Palin hubbub leads Republican delegates to target 'liberal media'

ON THE MEDIA

The questions raised about Sarah Palin and her daughter Bristol allow those attending the convention to attack a familiar enemy, trying to score political points in the process.

ST. PAUL, MINN. — Delegates to the Republican National Convention whirled in their seats en masse and called out from the floor: "Tell the truth! Tell the truth!"

The chants and finger-wagging were directed toward the sky boxes. Their target: the television networks and the rest of the "liberal mainstream media."

It happened 20 years ago, as the GOP gathered in New Orleans, Times political writer Mark Z. Barabak recalled this week.

But the scene could have come from the convention floor Tuesday in St. Paul, where the Republican faithful began working out once again on a favorite punching bag. Their goal: to lessen the burden on Alaska Gov. Sarah Palin, five election cycles after the media were lambasted because it dared to question the credentials of another would-be vice president, Dan Quayle.

The GOP deployed its principal spokespeople, elected officials, delegates and cable television surrogates with one essential message: Mess with our gal, Sarah, or her pregnant 17-year-old daughter, Bristol, and we will mess with you.

That's a point worth heeding. (Even Barack Obama said that "people's families are off limits, and people's children are especially off limits.") But only to a point.

I personally don't need to know a lot more about Bristol and her hockey-playing, salmon-fishing, snowboarding beau, Levi.
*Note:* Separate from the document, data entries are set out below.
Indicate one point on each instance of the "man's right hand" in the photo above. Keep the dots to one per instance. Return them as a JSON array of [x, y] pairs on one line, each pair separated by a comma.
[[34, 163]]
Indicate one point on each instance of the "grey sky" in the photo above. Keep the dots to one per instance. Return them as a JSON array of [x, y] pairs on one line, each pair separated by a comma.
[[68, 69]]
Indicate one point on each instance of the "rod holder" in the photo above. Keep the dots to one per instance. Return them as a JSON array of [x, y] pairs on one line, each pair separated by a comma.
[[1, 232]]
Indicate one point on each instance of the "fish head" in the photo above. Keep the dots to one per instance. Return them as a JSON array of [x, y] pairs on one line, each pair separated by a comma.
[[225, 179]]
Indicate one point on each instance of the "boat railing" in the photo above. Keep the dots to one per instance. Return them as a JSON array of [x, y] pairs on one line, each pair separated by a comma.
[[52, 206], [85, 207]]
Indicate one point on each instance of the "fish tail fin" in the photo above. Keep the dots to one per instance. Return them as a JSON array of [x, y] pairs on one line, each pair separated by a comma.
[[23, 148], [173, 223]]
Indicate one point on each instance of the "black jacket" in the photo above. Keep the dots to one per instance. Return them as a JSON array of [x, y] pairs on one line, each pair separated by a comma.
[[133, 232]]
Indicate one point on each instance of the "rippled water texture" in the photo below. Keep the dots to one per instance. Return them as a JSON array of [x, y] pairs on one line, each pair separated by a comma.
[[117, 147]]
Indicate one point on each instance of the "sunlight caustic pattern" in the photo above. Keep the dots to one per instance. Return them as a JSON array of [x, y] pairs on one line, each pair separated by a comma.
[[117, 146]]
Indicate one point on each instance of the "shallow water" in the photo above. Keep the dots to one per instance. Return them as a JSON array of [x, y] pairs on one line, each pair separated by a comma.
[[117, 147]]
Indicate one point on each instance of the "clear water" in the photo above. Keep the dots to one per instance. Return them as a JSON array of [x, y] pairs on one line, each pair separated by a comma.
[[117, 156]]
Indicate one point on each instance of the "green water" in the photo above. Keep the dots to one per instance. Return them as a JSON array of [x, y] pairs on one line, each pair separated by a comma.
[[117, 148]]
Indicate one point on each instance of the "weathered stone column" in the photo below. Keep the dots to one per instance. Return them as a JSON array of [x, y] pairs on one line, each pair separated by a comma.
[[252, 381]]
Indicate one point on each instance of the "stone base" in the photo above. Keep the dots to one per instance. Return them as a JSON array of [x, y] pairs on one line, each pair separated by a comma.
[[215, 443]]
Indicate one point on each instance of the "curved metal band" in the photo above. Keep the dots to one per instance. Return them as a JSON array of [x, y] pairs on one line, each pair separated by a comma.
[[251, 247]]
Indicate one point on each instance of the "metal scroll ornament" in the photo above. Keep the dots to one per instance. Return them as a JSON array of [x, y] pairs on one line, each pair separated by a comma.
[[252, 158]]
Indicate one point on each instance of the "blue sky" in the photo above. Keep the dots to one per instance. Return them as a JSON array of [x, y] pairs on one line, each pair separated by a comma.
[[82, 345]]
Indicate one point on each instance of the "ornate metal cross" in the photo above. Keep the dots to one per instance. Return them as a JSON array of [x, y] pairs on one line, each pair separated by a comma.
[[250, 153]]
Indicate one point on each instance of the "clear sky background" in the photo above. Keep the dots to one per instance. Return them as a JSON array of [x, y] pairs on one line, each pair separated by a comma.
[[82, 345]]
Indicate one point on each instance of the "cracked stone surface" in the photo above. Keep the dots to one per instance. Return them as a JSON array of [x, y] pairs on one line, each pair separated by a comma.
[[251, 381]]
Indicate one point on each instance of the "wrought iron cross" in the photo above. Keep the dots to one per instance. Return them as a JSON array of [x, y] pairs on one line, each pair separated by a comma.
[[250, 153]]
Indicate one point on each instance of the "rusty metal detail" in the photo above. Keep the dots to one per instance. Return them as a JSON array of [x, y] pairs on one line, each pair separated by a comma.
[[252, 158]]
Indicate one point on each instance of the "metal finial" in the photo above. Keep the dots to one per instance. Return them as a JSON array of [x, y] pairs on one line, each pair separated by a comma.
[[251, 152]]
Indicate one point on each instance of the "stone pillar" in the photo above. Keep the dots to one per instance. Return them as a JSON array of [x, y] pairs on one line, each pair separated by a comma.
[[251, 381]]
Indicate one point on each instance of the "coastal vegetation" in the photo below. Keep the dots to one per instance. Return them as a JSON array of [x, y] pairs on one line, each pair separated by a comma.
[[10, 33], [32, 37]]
So the kids got a little crazy and Alaska will be populated by one more premature hockey mom.

I'm willing to wait for the People magazine photo spread of the new family, when the youngster, as the evangelicals are saying this week, delivers her "blessed" bundle into the world. (And that, by my calculation, should occur right around Inauguration Day.)

But in the meantime, questions can and should continue to be asked about how much the McCain campaign knew not only about the premarital pregnancy but about Palin's evolving position on the "bridge to nowhere," her actions regarding the firing of the state trooper who was once her brother-in-law and . . . well, who knows what other morsels are yet to emerge.

In some of those cases, like the pregnancy, the information is more significant for what it shows about McCain's thoroughness and deliberations. Did the man who would be president get all the information? Did he review it thoroughly before he decided?